There are many new molecular markers that are under investigation for the early diagnosis of pancreatic cancer. Tissue polypeptide specific antigen has been reported to have better discrimination than CA 19–9 levels for the differentiation between pancreatic carcinoma and chronic pancreatitis. Tissue inhibitor of metalloproteinase type 1 (TIMP-1) was the first marker to be identified by gene expression analysis. This serum tumor marker was not felt to be useful alone for the diagnosis of pancreatic cancer, but when included in a panel with CA 19–9 and CEA, it had a sensitivity of 60% and a specificity of 100%.
SUMMARY

Optimal diagnostic algorithms for pancreatic cancer are dependent on clinical context including patient presentation and availability of imaging modalities. In most instances, a helical CT scan should be the initial study, since more staging information (metastasis, vascular involvement) can be obtained than on an abdominal ultrasound. EUS may detect a smaller lesion and has the advantage of allowing fine needle aspiration for histologic confirmation. ERCP remains a useful diagnostic and therapeutic procedure. It can aid in diagnosis by providing cytologic brushings and in therapy of biliary obstruction by stent placement. PET and MRI may be useful in those selected cases in whom the suspicion of carcinoma remains high and CT scan and EUS are not diagnostic. The ability to differentiate between an inflammatory mass and cancer remains a problem with all imaging modalities. Pancreatoscopy warrants further study, given its promise of diagnosing pancreatic cancer at an earlier stage; however, its lack of availability, technical demand and invasiveness limits its current clinical usefulness.

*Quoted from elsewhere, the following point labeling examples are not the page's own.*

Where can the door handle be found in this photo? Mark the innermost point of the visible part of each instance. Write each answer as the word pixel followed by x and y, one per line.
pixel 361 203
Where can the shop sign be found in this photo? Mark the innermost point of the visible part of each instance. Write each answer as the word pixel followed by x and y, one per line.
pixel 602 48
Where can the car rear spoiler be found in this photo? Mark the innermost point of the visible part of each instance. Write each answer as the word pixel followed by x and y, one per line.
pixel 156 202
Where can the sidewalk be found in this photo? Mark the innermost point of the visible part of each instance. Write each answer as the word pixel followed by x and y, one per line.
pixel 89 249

The role of tumor markers in pancreatic disease, particularly pancreatic adenocarcinoma, needs to be clarified. Presently CA 19–9 is the most widely studied and available serum marker. It may have a complementary role in the diagnosis of pancreatic adenocarcinoma but should not replace a histologic diagnosis. CA 19–9 levels appear to have the potential to serve as a marker for response to therapy following surgery or chemotherapy; thereby, allowing earlier opportunities to explore other therapeutic options. The combination of serum markers may improve sensitivity and specificity in making the diagnosis of pancreatic adenocarcinoma. Our growing understanding of the molecular pathogenesis of pancreatic cancer will likely lead to the development of other tumor markers.

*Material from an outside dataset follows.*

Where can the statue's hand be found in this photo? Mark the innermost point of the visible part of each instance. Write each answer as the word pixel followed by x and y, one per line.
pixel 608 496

The early detection of pancreatic cancer in high-risk individuals remains challenging. Unfortunately, there is no proven method to achieve this goal. The use of biological markers for the early detection of pancreatic cancer is our most promising approach, since our current imaging technology does not reliably permit the visualization of small (< 1 cm) tumors. Although it may be reasonable to utilize pancreatoscopy in this setting, the risk of repeated manipulation of the pancreatic duct is unknown. Thus, this tool requires additional evaluation and may best be used in those clinical situations in which abnormal biological markers have been identified.